A scuola dovrebbero tornarci anche i genitori?

La rubrica dello psicologo, a cura di Cesare Ammendola

Il primo giorno di scuola è il primo passo di una matita nel foglio bianco di un capolavoro. Nella più retorica delle ipotesi.

In tantissimi, dai cinque ai tredici anni (facciamo pure diciotto), scelgono i loro colori, i pennelli, i sogni per dipingere nei prossimi nove mesi la loro personalissima Cappella Sistina.

Spero che i docenti siano ispiratori dell’inclusione, del confronto, dell’unicità. Dell’originalità. Della curiosità. Della creatività.

A scuola non si va per apprendere nozioni, ma per creare strutture e pensieri e opportunità e sperimentare l’estetica delle relazioni.
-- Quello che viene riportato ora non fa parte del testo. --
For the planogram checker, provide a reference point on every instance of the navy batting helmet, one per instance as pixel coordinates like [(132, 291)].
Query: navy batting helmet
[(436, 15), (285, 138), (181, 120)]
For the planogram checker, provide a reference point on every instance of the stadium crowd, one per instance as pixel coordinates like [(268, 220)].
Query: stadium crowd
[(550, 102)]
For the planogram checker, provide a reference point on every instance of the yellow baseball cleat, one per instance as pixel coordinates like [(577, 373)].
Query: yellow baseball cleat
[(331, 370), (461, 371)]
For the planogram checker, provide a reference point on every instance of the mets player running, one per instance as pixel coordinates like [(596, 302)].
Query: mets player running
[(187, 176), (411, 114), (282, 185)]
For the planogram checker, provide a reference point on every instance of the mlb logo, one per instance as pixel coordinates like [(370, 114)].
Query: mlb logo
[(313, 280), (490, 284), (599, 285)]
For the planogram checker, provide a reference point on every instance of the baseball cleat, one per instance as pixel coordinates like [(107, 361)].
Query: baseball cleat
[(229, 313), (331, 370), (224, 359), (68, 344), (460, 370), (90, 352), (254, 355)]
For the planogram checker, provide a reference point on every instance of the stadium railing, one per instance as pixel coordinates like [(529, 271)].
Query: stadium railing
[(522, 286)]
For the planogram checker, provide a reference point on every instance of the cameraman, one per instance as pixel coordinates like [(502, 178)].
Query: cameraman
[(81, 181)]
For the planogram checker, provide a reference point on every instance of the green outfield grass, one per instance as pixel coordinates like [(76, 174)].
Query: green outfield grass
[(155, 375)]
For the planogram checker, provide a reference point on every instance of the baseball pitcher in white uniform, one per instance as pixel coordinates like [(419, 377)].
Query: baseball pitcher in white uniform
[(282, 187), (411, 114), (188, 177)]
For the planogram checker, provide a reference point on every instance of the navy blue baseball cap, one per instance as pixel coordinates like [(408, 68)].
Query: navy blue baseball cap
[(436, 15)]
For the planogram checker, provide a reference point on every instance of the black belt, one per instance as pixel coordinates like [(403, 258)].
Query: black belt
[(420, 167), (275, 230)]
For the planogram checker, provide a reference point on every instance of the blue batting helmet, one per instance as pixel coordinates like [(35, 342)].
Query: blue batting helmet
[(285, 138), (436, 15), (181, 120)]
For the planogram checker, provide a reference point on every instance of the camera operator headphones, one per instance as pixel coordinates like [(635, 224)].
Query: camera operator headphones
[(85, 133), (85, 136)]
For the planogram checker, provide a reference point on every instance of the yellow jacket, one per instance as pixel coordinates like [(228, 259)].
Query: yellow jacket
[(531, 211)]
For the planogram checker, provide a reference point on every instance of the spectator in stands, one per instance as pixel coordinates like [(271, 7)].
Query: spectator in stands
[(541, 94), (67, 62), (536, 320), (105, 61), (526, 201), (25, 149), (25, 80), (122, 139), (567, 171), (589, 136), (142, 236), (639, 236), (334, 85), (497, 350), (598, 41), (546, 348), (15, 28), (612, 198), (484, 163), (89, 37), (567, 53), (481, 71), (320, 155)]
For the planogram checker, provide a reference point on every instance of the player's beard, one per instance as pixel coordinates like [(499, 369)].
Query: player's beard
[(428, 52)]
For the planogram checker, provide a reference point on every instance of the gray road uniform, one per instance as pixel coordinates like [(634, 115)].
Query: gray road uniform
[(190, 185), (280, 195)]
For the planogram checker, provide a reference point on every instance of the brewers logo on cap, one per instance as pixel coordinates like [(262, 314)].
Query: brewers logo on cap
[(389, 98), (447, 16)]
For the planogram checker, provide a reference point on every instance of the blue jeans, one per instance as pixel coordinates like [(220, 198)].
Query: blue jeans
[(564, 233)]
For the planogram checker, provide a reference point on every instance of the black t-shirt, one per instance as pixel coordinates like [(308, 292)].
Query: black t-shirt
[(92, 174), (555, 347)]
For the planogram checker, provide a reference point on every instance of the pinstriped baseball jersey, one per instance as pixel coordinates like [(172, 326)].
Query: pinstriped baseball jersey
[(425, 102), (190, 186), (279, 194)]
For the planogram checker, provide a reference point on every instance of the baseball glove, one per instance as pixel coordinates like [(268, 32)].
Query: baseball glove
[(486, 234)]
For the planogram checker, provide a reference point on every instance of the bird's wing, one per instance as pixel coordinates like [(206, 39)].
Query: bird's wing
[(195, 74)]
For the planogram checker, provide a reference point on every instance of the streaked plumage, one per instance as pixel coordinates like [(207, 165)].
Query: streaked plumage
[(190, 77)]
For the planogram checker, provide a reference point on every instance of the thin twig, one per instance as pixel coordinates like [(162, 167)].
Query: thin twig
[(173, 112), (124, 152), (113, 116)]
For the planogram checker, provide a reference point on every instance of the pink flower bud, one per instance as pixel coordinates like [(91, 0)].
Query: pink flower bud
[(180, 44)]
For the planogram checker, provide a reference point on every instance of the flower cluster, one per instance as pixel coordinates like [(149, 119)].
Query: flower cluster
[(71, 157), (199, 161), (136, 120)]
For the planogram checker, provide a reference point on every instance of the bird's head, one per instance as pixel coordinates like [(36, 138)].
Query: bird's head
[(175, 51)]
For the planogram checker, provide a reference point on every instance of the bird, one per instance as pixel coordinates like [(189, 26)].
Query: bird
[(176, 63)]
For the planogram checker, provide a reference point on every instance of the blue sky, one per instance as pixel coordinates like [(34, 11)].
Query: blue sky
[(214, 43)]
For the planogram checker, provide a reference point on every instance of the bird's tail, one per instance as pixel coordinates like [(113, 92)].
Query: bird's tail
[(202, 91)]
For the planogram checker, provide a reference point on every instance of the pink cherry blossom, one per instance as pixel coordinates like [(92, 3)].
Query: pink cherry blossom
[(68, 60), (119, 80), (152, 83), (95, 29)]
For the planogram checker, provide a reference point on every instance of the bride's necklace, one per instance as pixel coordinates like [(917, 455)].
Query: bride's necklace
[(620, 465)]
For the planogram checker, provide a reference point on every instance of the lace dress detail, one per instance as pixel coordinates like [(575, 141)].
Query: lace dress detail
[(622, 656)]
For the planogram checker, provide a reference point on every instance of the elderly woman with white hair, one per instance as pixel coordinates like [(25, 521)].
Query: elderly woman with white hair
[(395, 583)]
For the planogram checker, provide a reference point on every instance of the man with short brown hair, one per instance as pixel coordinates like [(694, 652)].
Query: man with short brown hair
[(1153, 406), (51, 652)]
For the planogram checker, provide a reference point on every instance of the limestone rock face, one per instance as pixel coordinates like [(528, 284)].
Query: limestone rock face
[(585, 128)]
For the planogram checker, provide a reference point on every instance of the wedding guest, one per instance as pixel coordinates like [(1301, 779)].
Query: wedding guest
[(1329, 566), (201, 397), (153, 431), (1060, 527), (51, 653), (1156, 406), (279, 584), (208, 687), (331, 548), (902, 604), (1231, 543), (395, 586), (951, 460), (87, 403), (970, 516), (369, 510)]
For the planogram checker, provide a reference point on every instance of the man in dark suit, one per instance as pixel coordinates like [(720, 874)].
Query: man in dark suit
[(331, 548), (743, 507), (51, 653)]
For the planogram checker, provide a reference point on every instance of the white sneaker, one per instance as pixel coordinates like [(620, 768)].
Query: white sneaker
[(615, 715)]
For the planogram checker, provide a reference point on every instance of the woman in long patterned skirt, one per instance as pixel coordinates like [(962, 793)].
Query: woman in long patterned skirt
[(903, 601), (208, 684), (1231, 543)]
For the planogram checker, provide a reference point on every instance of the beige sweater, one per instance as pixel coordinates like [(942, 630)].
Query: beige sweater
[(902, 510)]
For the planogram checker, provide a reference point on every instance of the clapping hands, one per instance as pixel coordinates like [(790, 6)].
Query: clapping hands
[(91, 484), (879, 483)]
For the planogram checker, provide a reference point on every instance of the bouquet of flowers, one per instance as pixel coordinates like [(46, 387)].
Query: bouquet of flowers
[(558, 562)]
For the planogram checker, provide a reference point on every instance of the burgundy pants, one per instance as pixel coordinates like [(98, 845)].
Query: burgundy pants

Si impara a coltivare ideali, ricercare la bellezza, a dipingere grandi sogni.

Dobbiamo vedere nella scuola innanzitutto e prima di tutto la Casa della Felicità dei bambini e dei ragazzi. Una Casa che è il Mondo che solo loro potranno salvare.

Io la vedo così. Il primo giorno di scuola non è l’inizio di un duro percorso attraverso il quale i bambini diventano adulti.

Al contrario. È il primo passo di un viaggio nel quale i bambini sostituiranno finalmente gli adulti. Curando il mondo che i grandi stanno lasciando loro.

E a voi, mi permetto di dare un consiglio, perché, non ci crederete, anch’io sono stato un alunno (con gli occhiali e l’apparecchio ai denti e il diario del mio supereroe preferito).

Se non sarete bravissimi sin dall’inizio, poco importa. Questo mondo così brutto è stato disegnato da tanti veramente bravissimi. 

Siate invece creativi, originali, curiosi, sensibili, responsabili il giusto (non è difficile esserlo più degli adulti). Siate aperti, idealisti e poeti. E non dimenticate un solo giorno di essere felici. Gli adulti non sempre ve lo ricorderanno.